Actual Exchange Rate
Item UK Average Aus Average
Fresh Food
Gala Apples, Loose (kg) $3.49 $5.23
Closed Cup Mushrooms, Loose (kg) $4.34 $11.22
Brown Onions Class 2, Loose (kg) $1.47 $2.18
Bacon (best / kg) $8.73 $8.96
Chicken Breast $11.12 $13.20
Lamb Leg (roast) $13.53 $13.74
750-775g CornFlakes $3.37 $5.35
Coke 2L $2.68 $3.92
Cheapest pasta (kg) $0.96 $1.20
$49.70 $64.99

You can also see the current exchange rate used to calculate the AUD value of the GBP purchase price (from The UK is cheaper, often times significantly, in every single product compared.

To be fair, the AUD is at the strongest it has ever been. It has doubled in value compared to the UK over the past 10 years and if we were to use an exchange rate of 3.0 dollars to the pound, then we would have all but one of the above products cheaper in Australia (mushrooms are way over priced in Aus!). So to give the benfit of the doubt, and assume that our grocery prices are simply on a delay with respect to our dollars value, lets compare the prices with an assume dexchange rate of 2.5 and 2.0:

Rate 2.5 Rate 2
Fresh Food
Gala Apples, Loose (kg) $5.80 $5.23 $4.64 $5.23
Closed Cup Mushrooms, Loose (kg) $7.21 $11.22 $5.77 $11.22
Brown Onions Class 2, Loose (kg) $2.45 $2.18 $1.96 $2.18
Bacon (best / kg) $14.50 $8.96 $11.60 $8.96
Chicken Breast $18.48 $13.20 $14.78 $13.20
Lamb Leg (roast) $22.49 $13.74 $17.99 $13.74
750-775g CornFlakes $5.60 $5.35 $4.48 $5.35
Coke 2L $4.45 $3.92 $3.56 $3.92
Cheapest pasta (kg) $1.60 $1.20 $1.28 $1.20
$82.58 $64.99 $66.06 $64.99

2.5 is probably an acceptable average value for the AUD to GBP, and hovered around that value for quite a long time – but hasn’t really been there for the past four years or so. While 2 was seen about 2 years ago as the value surged straight past it to our current 1.5 position. When you accept the value of 2, then we get costs more in line with what you would expect – Meat and grain products are still cheaper in Aus, but other things are cheaper in the UK.

OK, I have managed to do, what I so often do when trying to research ideas – managed to investigate far enough to disprove my own position. Yay.

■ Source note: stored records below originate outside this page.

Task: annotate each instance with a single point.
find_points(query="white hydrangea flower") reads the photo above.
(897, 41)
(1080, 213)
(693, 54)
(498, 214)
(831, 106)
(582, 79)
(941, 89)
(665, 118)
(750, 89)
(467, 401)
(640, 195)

Let me explain. My thoughts were that Australia was ripping us all off, charging way too much for every day products etc, when they should be much cheaper – and simply comparing the prices in the UK vs the AUS prices ‘clearly shows that’ – BUT, when you take the time to consider that the AUD has only been at 1.50 very recently, and only for the last couple of years, you cannot expect all of our grocery prices to be set so as to reflect this strength! It takes time for the benefits of a strong currency to somehow filter through to the farmers, the transporters and the other involved businesses so that they can lower their prices (or perhaps more accurately, so that the rest of the worlds prices can catch up with our new value).

Basically, what I am really noticing is that “The AUD is strong at the moment – now is a good time to take advantage of that”. No shit huh? If the dollar was to retrace back to an exchange of 2.0, then suddenly my whole perspective of “Australia is expensive” would be completely unsupportable – yet the prices would probably be the same.

Let this be an important lesson to me to remember that the rapid fluctuations of international currency markets can not be used to immediately label the regular prices of daily living “Expensive” and “Cheap”.

I wonder if the recent study which found Sydney to be the 6th most expensive city in the world made the same mistake I did?